A base rate rise is likely to trigger more of us into remortgaging as we seek the safety of a fixed rate product. Lenders are, to an extent, already seeing this take place, with fixed rates growing in popularity over recent months and the trend for trackers going the opposite way . While the cost of fixed rates have been falling recently, this situation will eventually reverse as the banks and building societies factor in future rises in the base rate and the best deals may be snapped up rather quickly.
A sudden increase in the number of borrowers looking to remortgage may put pressure on lenders’ resources and service levels if demand is high. At Nationwide, we pride ourselves on service and we’re already reviewing our processes in the event of a base rate rise.
Although remortgage activity will be high, some people may unfortunately find that they are unable to get a new deal. This may be because the loan to value (LTV) ratio on their property has changed due to lower house prices, that they now need to prove their income if they’re self employed, or that they have had a change in financial circumstances as a result of the economic downturn.

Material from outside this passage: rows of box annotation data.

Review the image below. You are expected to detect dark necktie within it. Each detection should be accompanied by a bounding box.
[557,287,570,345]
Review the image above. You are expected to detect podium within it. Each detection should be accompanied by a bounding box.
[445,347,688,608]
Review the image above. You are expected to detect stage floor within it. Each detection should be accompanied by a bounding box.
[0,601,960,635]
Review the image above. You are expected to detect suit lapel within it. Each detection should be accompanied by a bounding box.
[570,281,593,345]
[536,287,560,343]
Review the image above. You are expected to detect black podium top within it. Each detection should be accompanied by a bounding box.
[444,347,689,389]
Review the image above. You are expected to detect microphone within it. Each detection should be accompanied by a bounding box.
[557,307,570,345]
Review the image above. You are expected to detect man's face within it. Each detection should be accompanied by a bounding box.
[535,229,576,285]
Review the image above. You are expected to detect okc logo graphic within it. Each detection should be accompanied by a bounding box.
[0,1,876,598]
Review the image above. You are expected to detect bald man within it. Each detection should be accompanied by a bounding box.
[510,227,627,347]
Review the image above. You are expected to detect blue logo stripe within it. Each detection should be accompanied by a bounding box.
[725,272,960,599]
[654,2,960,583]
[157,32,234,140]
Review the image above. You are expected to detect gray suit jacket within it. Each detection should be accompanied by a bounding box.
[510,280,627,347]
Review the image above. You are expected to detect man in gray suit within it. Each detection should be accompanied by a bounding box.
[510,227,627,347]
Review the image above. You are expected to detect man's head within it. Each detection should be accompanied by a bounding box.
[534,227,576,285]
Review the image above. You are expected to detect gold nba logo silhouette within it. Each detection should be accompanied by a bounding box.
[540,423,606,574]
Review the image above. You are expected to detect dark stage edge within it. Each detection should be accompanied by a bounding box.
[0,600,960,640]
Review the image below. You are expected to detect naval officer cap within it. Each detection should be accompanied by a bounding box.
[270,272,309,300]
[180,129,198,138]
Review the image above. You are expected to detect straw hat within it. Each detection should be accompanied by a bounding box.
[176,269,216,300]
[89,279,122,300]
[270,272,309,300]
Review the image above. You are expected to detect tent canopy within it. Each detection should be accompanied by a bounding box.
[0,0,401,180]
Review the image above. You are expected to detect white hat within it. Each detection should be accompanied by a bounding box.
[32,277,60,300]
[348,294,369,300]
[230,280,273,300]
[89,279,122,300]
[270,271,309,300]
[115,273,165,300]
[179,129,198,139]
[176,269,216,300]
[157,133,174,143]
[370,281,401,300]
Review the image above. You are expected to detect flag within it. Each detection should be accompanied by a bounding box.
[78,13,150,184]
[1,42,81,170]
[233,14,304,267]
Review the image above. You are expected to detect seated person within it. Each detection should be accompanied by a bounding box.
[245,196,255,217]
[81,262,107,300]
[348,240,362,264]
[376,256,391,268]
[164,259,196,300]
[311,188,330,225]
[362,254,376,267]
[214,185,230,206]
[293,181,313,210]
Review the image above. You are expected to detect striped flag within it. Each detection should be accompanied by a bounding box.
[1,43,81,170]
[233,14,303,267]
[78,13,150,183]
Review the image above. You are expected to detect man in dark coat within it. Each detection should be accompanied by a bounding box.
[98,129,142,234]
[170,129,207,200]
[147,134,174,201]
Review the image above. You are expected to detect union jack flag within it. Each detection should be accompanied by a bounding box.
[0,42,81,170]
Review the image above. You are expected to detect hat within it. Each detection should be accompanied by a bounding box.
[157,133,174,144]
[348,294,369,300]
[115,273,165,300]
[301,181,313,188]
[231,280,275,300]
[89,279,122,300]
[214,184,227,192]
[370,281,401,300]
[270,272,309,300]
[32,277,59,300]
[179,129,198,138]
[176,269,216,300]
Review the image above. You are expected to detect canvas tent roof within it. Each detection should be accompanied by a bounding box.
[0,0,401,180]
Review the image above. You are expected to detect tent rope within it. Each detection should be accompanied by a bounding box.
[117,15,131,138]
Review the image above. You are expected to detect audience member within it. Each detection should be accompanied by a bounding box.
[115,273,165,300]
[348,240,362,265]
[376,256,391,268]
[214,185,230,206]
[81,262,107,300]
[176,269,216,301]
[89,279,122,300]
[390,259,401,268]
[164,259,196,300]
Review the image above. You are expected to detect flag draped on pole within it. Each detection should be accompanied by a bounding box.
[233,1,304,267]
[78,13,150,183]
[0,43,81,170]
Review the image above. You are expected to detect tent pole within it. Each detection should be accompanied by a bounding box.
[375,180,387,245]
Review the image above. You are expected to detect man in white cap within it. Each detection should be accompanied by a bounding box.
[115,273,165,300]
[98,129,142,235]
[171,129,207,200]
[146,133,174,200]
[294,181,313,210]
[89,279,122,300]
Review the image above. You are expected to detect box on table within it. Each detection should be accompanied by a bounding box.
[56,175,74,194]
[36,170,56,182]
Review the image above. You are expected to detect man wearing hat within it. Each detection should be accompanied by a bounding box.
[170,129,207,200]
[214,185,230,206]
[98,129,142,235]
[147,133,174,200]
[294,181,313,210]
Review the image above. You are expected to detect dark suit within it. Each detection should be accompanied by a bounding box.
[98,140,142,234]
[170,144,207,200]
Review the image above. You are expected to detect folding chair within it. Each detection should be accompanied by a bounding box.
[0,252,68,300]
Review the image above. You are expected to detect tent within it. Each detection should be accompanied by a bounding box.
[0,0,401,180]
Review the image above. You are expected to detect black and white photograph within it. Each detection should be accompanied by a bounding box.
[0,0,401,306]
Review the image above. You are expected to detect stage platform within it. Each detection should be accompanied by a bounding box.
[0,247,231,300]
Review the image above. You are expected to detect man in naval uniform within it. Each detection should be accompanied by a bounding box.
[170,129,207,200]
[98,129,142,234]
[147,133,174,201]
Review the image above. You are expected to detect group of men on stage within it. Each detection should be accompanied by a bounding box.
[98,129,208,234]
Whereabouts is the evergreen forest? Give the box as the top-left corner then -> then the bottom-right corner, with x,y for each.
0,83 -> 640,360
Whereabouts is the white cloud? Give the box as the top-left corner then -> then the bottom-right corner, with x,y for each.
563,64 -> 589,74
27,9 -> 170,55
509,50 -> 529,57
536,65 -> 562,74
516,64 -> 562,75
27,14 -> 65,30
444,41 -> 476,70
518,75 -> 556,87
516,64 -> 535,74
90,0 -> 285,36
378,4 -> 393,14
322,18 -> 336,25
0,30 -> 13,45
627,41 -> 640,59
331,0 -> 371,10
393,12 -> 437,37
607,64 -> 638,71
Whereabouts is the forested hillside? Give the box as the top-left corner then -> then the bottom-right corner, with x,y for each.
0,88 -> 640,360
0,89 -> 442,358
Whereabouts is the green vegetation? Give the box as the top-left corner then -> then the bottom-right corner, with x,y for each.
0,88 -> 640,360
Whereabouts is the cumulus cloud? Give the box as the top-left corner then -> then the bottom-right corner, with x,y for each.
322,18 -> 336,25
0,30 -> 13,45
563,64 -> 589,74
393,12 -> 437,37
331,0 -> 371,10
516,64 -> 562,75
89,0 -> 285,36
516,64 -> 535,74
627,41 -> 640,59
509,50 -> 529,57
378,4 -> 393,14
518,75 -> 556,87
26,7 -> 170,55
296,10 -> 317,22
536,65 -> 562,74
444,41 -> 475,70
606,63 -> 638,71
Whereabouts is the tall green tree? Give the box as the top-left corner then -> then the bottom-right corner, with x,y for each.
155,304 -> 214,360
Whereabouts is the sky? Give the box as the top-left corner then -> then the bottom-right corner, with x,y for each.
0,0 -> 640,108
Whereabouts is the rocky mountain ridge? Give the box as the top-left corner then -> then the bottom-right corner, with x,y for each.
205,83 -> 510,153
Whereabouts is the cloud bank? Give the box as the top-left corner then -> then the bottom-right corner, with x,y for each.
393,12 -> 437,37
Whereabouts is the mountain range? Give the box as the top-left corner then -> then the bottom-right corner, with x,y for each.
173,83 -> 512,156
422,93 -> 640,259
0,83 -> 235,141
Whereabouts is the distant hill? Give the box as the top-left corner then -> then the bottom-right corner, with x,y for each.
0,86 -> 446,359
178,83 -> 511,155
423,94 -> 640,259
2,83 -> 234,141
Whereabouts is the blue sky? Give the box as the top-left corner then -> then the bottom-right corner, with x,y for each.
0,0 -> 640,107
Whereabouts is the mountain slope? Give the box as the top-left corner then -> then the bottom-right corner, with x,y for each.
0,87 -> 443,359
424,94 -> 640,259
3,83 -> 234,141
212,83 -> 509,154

Others who are on low standard variable rates (SVRs) may decide to take a chance that the base rate will not rise by much and stay where they are on a relatively low variable rate. For example, some people on Nationwide’s Base Mortgage Rate (BMR) at 2.5%* might feel comfortable with their interest rate rising by 1% or 2%. This will of course depend on their appetite for risk (i.e. would they prefer to know what their monthly mortgage payments will be for a certain deal period) and on their LTV – for example, there are five-year fixed rates well below 4% available for those with higher deposits. However, a mortgage isn’t always just about its rate – a customer’s current mortgage may include useful features, such as the ability to apply for a payment holiday, which a different mortgage may not have. It’s also important that customers check with their current lender that there won’t be any financial penalties if they decide to switch to a different mortgage or lender.
Either way, a rise in base rate will no doubt put some people under a bit more financial pressure. This is where banks, building societies and brokers could help. If you are concerned about the future, start talking through your options. Starting to think seriously about what to do now is likely to help you be better prepared for the future.
* Any Nationwide mortgage products reserved on or before 29 April 2009 will revert to the Base Mortgage Rate (BMR). If you choose to switch to a new Nationwide mortgage product, the new product will revert onto our Standard Mortgage Rate (SMR). Both are variable rates which we may vary in accordance with our mortgage terms and conditions. However, the BMR is guaranteed to be no more than 2% above the Bank of England base rate, whilst the SMR has no upper limit or cap. If you choose to switch to a new product, it is not possible to switch back to the BMR at a later date.